Interview: The Making Of Dwarf Fortress

Fluid dynamics is one of those features that, to look at it, one can't help but wonder, how on earth did he do that? I think the answer to that question would be of great interest to the authors of falling sand game clones.

(Ed's note: We're talking about the most recent versions of Dwarf Fortress, that use a three-dimensioned cellular automation system to manipulate water, much like a multi-plane version of falling sand. In it, each space is a cube that can contain from 0 to 7 levels of water. A "1" is the smallest amount of water possible in the game, and a "7" space is full of water.)

TA: I think the falling sand games are more impressive than my stuff. I've got kind of a bare-bones system. The only thing impressive about it is probably that it runs at all while everything else is going on.

It's really not that complicated, just a specialized cellular automata.

TA: Neither is mine, he he. Mine isn't much more than that. Water falls down if it can, over if it can. The pressure is a bit interesting, I guess, since that isn't a local operation. There's probably a local model for pressure, but the ones I've seen wouldn't work for me, I think.

Pressure is the thing I'm personally interested in seeing explained.

TA: The main problem was at waterfalls. The water would fall on to the river below, and just start clumping, forming a pyramid. This is because of the local behavior. It can't go down, so it goes over.

Ah, I see. So the water is flowing out, but too slowly.

TA: You get a slope that naturally forms. And the hard part is that you really can't have any artifacts at all, it really has to just look like a river. Anything unusual is bad, it can't do any pre-calcs based on the map, because the fluid system has to work with water the player throws at it.

The water in the falling sand games I've played with does something similar when a great amount of water lands in an area, it tends to sort of pile up and takes quite a while to settle down to an even level.

TA: This example was in a canyon or a cave river. If you are out in the open, it'll overflow the banks, which is also terrible. The cave river is the case where I started, the water is completely contained, but it still has to look normal. I did solve the problem, it doesn't do this anymore, but there are probably a ton of solutions.
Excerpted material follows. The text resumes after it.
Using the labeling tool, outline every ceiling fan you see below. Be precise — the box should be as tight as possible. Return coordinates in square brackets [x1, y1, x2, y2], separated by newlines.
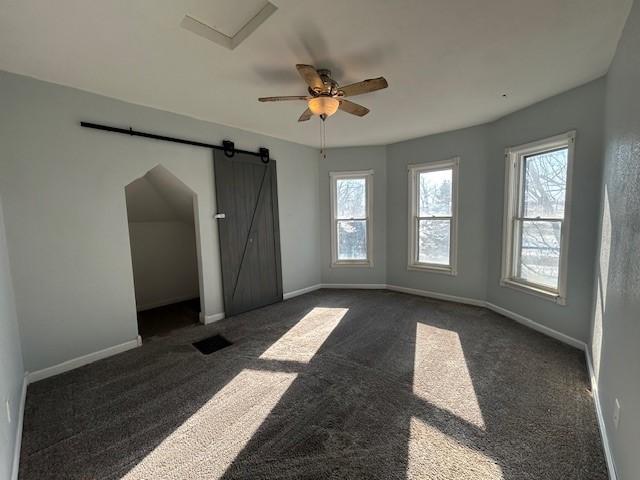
[258, 64, 389, 122]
The way I did it, I can also model pressure, but it's a bit expensive.

What'd you end up doing?

TA: Let's say you have a U shaped tube, and the left half and bottom are full. This should not be a static situation.

Yes, in the falling sand model, water won't rise up the right-hand side.

TA: The nice thing about this is that I'm not dealing with a ton of small particles, but large tiles, so I can afford some pretty cludgy operations. From the local perspective, let's say it is the turn of the water at the top left to move. It can't flow anywhere, and it can't flow down, so it checks the square below. If it is marked "static," it stops. If it isn't marked "static", it'll start doing a flood-fill check downward, through full water spaces, never rising higher than its own level until it finds an open slot.

If it finds one, it teleports there. Otherwise it marks the square below as "static" to avoid a recalc. If the situation ever changes (like water is removed) it can just remove the static flags. It seems like it would be pricey but it's really pretty fast, and doesn't account for very much of the lag on computers having problems. This also happens at waterfalls.

The recalc elimination aspect helps keep it fast.

TA: Yeah, without the recalc elimination it would be impossible at the waterfall. Incidentally, I turned this off for magma on purpose, so it's all clumpy.